The U.S. and Iraq have been widely expected to use the face-to-face meeting to announce plans for the end of the combat mission, and al-Kadhimi before his trip to Washington made clear that he believes it’s time for the U.S. to wind down the combat mission.
“There is no need for any foreign combat forces on Iraqi soil,” al-Kadhimi told The Associated Press.
The U.S. troop presence has stood at about 2,500 since late last year when former President Donald Trump ordered a reduction from 3,000.
The announcement to end the U.S. combat mission in Iraq comes as the U.S. is in the final stages of ending its war in Afghanistan, nearly 20 years after President George W. Bush launched the war in response to the Sept. 11, 2001, attacks on the United States.
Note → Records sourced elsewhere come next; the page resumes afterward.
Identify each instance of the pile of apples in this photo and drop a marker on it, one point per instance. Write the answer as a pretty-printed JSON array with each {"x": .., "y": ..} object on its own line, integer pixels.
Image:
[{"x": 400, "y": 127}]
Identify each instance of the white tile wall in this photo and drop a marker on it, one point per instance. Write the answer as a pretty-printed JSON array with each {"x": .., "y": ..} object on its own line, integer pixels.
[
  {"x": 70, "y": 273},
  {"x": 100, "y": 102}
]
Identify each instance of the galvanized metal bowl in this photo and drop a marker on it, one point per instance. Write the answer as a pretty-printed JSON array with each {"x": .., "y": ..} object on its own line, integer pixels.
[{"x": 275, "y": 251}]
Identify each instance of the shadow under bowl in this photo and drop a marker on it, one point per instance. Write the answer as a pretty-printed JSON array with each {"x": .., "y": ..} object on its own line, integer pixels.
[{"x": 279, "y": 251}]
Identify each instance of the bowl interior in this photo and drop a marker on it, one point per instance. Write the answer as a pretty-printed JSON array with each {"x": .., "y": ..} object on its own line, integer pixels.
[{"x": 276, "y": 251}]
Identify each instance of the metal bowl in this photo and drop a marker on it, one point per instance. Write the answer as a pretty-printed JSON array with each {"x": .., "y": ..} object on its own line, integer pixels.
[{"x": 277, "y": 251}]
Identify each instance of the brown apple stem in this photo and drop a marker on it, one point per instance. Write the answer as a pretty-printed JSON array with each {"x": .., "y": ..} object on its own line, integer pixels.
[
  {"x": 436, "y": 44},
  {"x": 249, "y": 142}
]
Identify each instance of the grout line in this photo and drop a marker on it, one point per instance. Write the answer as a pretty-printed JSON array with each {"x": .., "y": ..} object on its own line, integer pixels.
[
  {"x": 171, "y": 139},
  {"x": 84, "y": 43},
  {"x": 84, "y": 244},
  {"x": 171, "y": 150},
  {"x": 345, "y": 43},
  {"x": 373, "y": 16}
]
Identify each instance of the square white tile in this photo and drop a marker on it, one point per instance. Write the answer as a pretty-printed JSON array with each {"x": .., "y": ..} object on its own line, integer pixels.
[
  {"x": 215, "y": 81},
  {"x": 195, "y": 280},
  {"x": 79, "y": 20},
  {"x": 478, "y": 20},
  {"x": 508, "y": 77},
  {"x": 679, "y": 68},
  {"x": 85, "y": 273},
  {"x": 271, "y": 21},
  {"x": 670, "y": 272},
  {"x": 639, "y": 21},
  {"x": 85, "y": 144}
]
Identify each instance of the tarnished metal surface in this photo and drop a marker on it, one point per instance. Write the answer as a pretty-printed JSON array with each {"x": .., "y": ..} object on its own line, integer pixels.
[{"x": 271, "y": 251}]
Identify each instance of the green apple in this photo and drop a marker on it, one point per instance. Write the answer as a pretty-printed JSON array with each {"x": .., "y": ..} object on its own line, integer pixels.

The U.S. mission of training and advising Iraqi forces has its most recent origins in former President Barack Obama’s decision in 2014 to send troops back to Iraq. The move was made in response to the Islamic State group’s takeover of large portions of western and northern Iraq and a collapse of Iraqi security forces that appeared to threaten Baghdad. Obama had fully withdrawn U.S. forces from Iraq in 2011, eight years after the U.S. invasion.